A 23-year-old man who admitted striking two vehicles and fatally injuring a pedestrian within a brief period on Jan. 7 was sentenced to a long prison term yesterday by a judge who said the man's use of drugs that day should serve as a stern warning to the youth of the city.
In handing down a term of eight to 25 years in prison, D.C. Superior Court Judge Fred B. Ugast told the defendant, Francis D. Adams Jr., that "not only are you wrecking your own life but you are making victims of innocent people."
Adams has acknowledged that he had used drugs since the sixth grade and had been "shooting cocaine" and smoking PCP heavily for five days prior to the spree of car accidents that culminated in the death of 37-year-old Sharlee R. McDonald. Adams also told police he had "some PCP and cocaine" the morning of the accident.
Adams, who lives in Waldorf, Md., earlier pleaded guilty to involuntary manslaughter while armed in exchange for the government's agreement to drop other charges in connection with the events on the day of the accident.
"This sentence reflects in part my feelings that what we have here is a felony murder, almost a felony murder," Ugast told Adams.
Adams stood as he addressed the judge and the members of McDonald's family in the courtroom. He said he was "very, very sorry about what happened . . . she was completely an innocent person at this time." Adams, who had been released from prison on another conviction two weeks before the accident, will not be eligible for parole for at least eight years.

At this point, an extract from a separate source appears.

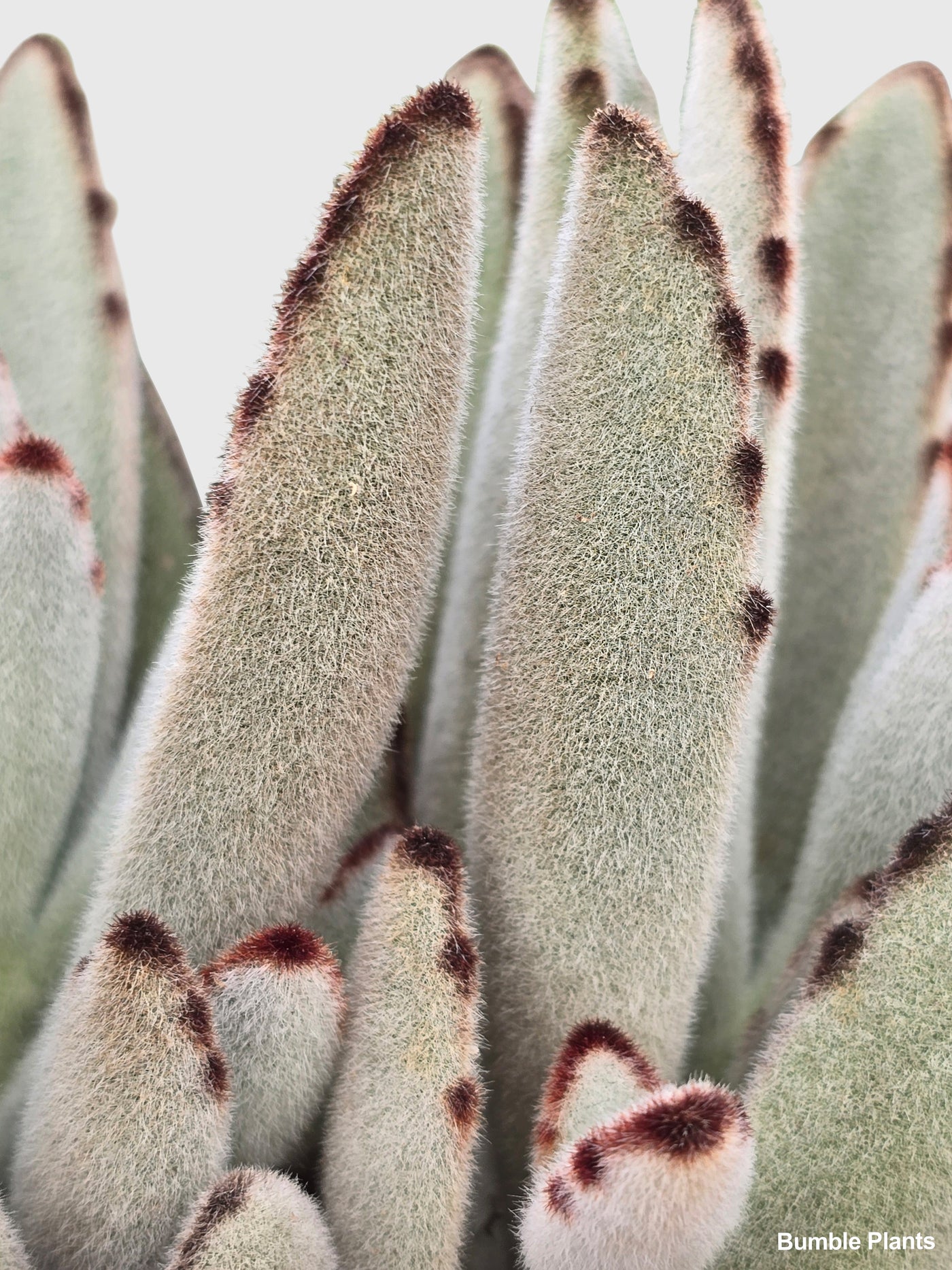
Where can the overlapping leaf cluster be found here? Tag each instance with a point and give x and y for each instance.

Prosecutor Gordon Andrew McKay told the judge that Adams' history of drug abuse was "not an excuse" and that Adams had committed a number of crimes that day.

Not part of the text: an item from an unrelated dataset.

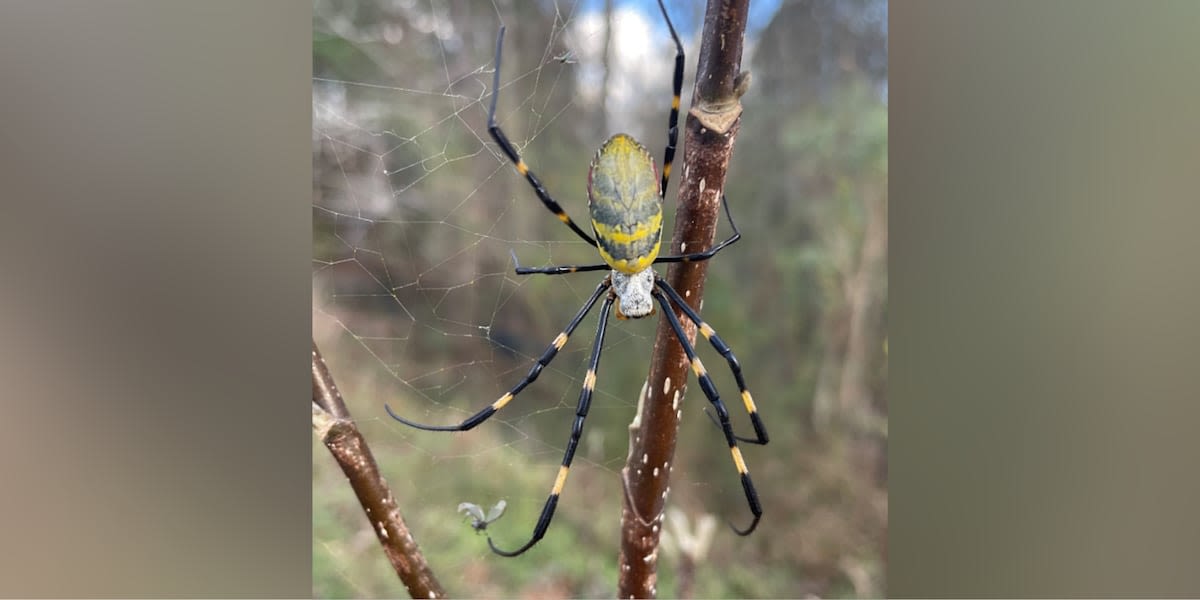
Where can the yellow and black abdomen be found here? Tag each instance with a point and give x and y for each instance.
(627, 209)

McKay described in court how on that morning Adams began "the fatal chain of events" when he fled the Greyhound Bus Terminal at 1110 New York Ave. NW after a Greyhound official found Adams attempting to steal packages from the station. The prosecutor said Adams fled in a stolen car he had won the day before in a pool game.

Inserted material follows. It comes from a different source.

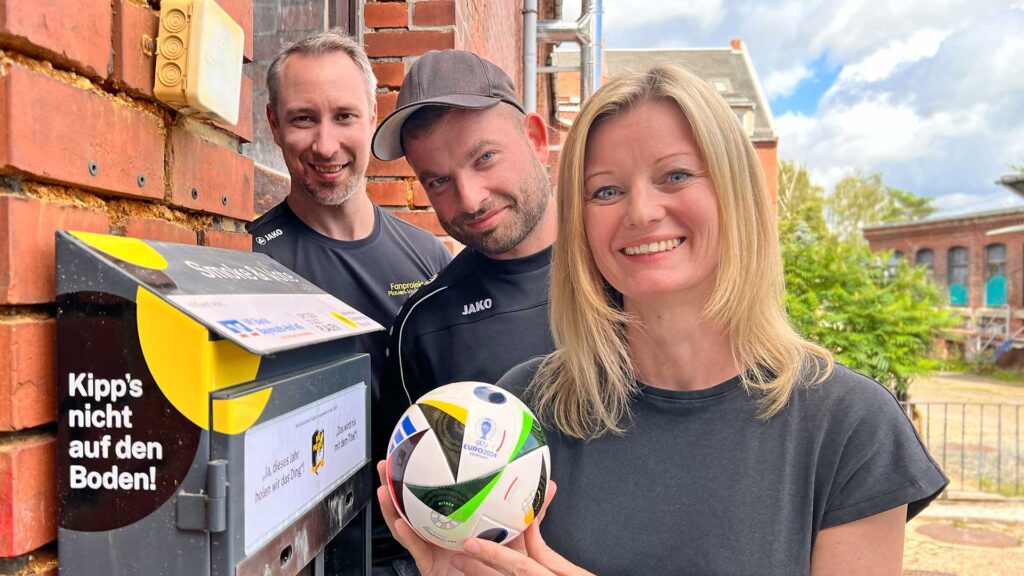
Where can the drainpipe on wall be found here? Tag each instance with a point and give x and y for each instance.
(529, 54)
(584, 32)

After he sped off, McKay said Adams struck a taxicab and then ran a red light before colliding with a truck. Adams, who did not have a license, did not stop or slow down after either crash and continued at a quick pace until he struck McDonald who was walking in a crosswalk, McKay said.
McDonald's body came crashing through the car, McKay said, but Adams kept driving along 11th Street, carrying the woman's body for about 90 feet until it was flung to the ground when Adams made an abrupt U-turn.